Hot air melting the Arctic

What future awaits Arctic?

What future awaits Arctic?

Reuters
Around 700 new ‘methane holes’ found in the Arctic shelf by Russian scientists show how fast these emissions are heating up the region. Given the scale of hot air emissions, it is likely the permafrost has been severely degraded, and the thaw irreversible.

Carbon and hot gaseous emissions from small water bodies in the Arctic continental shelf have emerged as a major cause of concern, more worrying than the speed of thawing Arctic glaciers.

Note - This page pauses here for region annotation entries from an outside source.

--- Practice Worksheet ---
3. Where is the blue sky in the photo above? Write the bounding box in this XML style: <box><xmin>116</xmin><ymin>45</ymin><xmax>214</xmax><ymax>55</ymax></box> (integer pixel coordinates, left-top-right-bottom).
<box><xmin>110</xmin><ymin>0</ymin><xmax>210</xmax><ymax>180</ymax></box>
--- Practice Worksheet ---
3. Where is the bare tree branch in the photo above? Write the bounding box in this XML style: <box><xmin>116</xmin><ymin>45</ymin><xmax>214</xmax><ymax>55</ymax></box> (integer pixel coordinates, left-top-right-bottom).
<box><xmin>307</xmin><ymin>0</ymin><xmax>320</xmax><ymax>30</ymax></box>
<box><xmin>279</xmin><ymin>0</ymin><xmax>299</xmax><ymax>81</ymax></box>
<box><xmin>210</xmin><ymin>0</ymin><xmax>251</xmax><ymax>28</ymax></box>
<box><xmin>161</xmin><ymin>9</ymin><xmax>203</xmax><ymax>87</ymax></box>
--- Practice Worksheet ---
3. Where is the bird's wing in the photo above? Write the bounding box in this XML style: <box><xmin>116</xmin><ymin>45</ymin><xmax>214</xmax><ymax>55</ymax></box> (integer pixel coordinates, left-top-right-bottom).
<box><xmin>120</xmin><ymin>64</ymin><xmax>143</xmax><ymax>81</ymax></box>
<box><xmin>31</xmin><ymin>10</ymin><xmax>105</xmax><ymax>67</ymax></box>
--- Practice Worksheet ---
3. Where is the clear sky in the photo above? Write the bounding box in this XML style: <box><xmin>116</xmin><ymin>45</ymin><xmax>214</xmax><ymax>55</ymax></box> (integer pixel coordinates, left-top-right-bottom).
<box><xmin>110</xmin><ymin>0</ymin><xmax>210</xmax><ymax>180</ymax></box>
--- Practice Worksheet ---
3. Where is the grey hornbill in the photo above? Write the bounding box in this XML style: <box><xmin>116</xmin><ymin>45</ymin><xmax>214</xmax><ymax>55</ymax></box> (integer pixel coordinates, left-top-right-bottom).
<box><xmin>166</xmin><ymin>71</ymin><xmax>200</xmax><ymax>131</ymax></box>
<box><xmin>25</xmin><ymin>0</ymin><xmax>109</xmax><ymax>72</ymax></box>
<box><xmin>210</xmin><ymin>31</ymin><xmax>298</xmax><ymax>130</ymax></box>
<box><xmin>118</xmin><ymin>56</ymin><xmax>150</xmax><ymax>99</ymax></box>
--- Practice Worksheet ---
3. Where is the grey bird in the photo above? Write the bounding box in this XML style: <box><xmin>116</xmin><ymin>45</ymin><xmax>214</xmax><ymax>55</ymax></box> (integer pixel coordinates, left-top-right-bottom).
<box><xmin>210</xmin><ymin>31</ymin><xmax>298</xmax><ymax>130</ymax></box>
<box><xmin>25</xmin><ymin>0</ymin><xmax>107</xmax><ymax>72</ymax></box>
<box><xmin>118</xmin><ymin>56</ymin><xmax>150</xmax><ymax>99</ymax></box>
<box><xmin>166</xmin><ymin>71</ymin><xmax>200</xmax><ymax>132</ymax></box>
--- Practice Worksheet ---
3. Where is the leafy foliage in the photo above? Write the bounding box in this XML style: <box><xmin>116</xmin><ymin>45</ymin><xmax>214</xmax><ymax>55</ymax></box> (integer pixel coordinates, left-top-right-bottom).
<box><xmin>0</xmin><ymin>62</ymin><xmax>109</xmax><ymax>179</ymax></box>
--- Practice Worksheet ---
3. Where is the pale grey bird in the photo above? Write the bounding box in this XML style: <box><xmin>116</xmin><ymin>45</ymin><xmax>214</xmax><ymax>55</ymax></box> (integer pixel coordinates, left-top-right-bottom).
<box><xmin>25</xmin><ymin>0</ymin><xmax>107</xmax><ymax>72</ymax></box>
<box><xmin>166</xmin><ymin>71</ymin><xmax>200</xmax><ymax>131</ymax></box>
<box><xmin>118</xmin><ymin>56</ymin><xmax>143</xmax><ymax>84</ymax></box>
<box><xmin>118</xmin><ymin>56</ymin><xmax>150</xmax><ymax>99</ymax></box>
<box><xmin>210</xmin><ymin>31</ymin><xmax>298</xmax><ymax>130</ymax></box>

Having spent 20 years studying water bodies formed when permafrost thaws, a team of Russian scientists have found that these thermokarst lakes are sources of carbon dioxide and hot methane gas. More recently, they have begun to grow rapidly, making it difficult to recognize them on satellite images compared to a couple of years ago. The coastline, in some areas, has shifted as much as 70 metres in a few years.

Millions of tiny lakes

For decades, researchers at Tomsk State University (TSU) have studied the West Siberian subarctic, an important natural zone of the Northern Hemisphere. Their main research facility is Khanymey scientific station, located in a small village of Russia's Yamalo-Nenets region in the Arctic Circle. The size of these local wetlands surpasses the area of the Scandinavian, Canadian and Alaskan wetlands several times over.

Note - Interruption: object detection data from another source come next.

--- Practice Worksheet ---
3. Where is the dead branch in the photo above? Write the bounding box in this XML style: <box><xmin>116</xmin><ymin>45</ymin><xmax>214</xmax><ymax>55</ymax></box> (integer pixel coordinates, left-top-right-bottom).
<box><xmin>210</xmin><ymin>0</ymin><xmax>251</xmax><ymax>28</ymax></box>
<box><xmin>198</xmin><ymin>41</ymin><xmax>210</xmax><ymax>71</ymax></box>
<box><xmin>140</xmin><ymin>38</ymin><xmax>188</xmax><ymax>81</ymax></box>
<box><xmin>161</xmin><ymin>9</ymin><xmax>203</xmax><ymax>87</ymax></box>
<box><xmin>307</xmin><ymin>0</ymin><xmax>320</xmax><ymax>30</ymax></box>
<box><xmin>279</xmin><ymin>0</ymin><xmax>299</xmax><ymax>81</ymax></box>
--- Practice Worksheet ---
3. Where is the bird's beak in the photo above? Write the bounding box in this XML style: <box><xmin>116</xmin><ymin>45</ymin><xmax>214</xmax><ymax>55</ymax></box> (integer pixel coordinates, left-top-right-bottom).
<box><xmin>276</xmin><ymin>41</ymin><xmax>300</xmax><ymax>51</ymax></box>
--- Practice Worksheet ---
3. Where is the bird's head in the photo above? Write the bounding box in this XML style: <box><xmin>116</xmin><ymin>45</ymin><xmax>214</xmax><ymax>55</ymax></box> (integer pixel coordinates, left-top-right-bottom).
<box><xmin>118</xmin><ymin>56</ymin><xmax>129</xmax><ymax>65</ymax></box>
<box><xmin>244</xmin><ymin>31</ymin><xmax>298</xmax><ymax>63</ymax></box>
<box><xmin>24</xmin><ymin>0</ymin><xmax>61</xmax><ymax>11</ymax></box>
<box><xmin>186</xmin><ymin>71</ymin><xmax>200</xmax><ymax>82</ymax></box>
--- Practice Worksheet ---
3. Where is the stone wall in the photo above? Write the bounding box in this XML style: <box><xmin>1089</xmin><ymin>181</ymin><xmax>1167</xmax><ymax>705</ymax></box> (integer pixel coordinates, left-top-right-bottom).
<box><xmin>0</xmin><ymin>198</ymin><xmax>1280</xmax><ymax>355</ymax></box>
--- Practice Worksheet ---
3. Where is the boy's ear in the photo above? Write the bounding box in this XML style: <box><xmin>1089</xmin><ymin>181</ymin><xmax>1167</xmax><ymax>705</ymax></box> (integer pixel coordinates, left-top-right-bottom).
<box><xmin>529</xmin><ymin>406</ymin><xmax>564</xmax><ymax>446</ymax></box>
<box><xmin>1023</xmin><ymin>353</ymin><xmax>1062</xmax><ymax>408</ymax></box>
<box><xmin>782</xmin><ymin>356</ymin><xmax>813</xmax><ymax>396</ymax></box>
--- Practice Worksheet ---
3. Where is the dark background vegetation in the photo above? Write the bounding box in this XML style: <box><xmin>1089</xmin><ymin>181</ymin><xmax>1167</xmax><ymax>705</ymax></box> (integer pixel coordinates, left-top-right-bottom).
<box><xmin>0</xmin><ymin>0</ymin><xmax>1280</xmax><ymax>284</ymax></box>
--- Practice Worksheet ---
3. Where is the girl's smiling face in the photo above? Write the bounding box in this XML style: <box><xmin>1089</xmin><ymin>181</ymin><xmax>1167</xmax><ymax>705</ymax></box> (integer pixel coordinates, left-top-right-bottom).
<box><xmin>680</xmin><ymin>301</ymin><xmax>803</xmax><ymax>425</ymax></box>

“The soil organic carbon, also known as peat, transforms into carbon dioxide the fastest while in water,” said Sergei Kirpotin, head of TSU’s BioKlim Land research centre. “Over 80 percent of subarctic Siberia is covered by thermokarst lakes, but the scale of the carbon dioxide flow still has not been evaluated by anyone, and neither has the chemical composition of the water. We are currently working on it together with our colleagues from Sweden and France as part of the Siberian Inland Waters international initiative.”

Polar bears. Source: EPA

Researchers discovered that smaller lakes with a surface area under 100 square meters, which are virtually undetectable by satellites and do not show up on any maps, emit several times more greenhouse gases than bigger lakes. There are millions such tiny lakes in the Siberian tundra, and due to their negligible size until recently they were not taken into account within existing carbon exchange models.

Because of the increasing permafrost thawing in West Siberia, the bigger thermokarst lakes could soon break up into numerous smaller ones. “This could lead to a tenfold increase of greenhouse gases and dissolved organic carbon emissions into rivers and the Arctic,” said Kirpotin.  

Arctic continental shelf will determine the future

An even more serious problem than the thermokarst lakes are the processes that occur within the Arctic continental shelf. Carbon emissions in the form of methane and carbon dioxide are already having a significant impact on Earth's climate.  

“Five years ago we discovered that the massive methane emissions that occur in the seas of the western Arctic are about two times larger than emissions in all the world’s oceans,” said Igor Semiletov, a geochemist at the Pacific Oceanological Institute and Tomsk Polytechnic University. 

View of icebergs. Source: DPA/Vostock-Photo photo

In 2014, an international research team led by Semiletov set sail to the Arctic Ocean on the Oden icebreaker science vessel. The researchers were the first to closely examine the waters of the outer West Arctic continental shelf at depths below 50 meters, and it turned out that carbon emissions in the shelf zone are much more intense than expected. Up to several hundred grams of methane per square meter are emitted daily, which shows that the underwater Arctic permafrost has been degrading severely. About 700 such “methane holes,” each up to a kilometer in diameter, have been found in the shelf. 

“We are finding more and more evidence confirming our hypothesis about the leading role of the Siberian continental shelf in changing Earth’s methane balance at the present time and for at least the past 400 years,” said Semiletov. “We are now experiencing what is called an interglacial period, during which sea levels rise.”